In fact, one of the challenges many organisations are now facing is that reviewers themselves can become bottlenecks. When development velocity increases dramatically, mid-level and senior engineering expertise becomes even more valuable. AI-assisted reviews are helping accelerate these processes, but strong engineering teams remain foundational to building production-grade systems.
Quality and governance
Another major focus area is embedding quality and reliability models directly into the development lifecycle. Generating code is relatively easy today. Generating reliable production-ready code consistently is much harder. Enterprises must train developers to think beyond prompt engineering and focus on system behavior, resiliency patterns, observability, scalability, and operational impact.

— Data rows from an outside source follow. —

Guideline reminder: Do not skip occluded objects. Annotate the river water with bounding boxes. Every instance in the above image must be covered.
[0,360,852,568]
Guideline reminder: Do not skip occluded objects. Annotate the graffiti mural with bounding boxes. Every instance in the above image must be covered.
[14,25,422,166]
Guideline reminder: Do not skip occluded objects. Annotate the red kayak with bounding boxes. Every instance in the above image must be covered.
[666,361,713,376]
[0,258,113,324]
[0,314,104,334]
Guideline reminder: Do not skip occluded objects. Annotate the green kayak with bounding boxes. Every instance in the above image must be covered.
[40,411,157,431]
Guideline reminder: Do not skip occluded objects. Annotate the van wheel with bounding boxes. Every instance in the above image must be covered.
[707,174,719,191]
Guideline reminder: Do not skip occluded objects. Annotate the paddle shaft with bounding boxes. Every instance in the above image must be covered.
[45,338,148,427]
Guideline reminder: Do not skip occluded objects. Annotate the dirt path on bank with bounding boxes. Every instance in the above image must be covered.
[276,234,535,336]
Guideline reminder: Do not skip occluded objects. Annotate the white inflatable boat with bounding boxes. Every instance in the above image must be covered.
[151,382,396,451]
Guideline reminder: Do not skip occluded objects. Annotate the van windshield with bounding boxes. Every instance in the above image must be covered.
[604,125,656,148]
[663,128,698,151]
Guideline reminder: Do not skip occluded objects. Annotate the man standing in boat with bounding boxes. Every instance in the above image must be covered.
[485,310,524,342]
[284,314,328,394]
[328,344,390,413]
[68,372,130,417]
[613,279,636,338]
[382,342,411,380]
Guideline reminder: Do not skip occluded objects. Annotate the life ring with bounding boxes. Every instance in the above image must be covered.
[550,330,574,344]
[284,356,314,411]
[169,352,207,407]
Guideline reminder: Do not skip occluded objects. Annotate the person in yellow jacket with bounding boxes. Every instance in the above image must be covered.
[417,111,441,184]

To make enterprise-wide AI adoption sustainable, governance becomes extremely important. Organisations need centralised platforms and controls to govern how AI systems are accessed and consumed. Strong enterprise AI adoption requires robust governance frameworks covering security, privacy, compliance, and observability.
One important architectural pattern emerging across enterprises is the creation of centralised AI gateways or platforms that mediate access to external cloud LLMs. These platforms help enforce security controls, prompt enrichment, PII masking, auditability, cost governance, and observability. They also provide organisations the ability to monitor usage patterns, apply policy controls, and ensure responsible AI consumption at scale.
Budget management is another practical challenge that organisations must address early. Uncontrolled AI adoption can quickly create significant operational expenditure. Enterprises therefore need cost governance models that include usage quotas, routing intelligence, caching strategies, and workload optimisation.
Enterprise AI readiness
Another critical enabler is building organisational knowledge layers. AI systems become significantly more valuable when connected to enterprise repositories, architecture documents, incident databases, operational runbooks, historical fixes, and internal standards. Context-aware AI produces far more meaningful outputs than isolated generic prompting.
At the same time, enterprises must recognise an important distinction: building proofs-of-concept is now relatively easy; building reliable enterprise-grade systems remains difficult. Production systems require deep integration across governance, operations, security, monitoring, compliance, and business workflows. AI accelerates execution, but disciplined engineering still determines long-term success.
The larger shift underway is not only technological, but cultural. Organisations must actively enable developers, encourage experimentation, create safe adoption frameworks, and advocate responsible usage. AI should not be viewed as a threat to engineering teams, but as a powerful capability that can help teams focus more on innovation, architecture, reliability, and customer outcomes.
We are still in the early stages of this transformation, but the direction is clear. AI is redefining the productivity baseline for developers and enterprises. The winners will not simply be the organisations that adopt AI the fastest. They will be the ones that adopt it with the right balance of speed, governance, engineering rigour, and human oversight.
(Vishal Kanvaty is the Chief Technology Officer at NPCI)
(Disclaimer: The views and opinions expressed in this article are those of the author and do not necessarily reflect the views of YourStory.)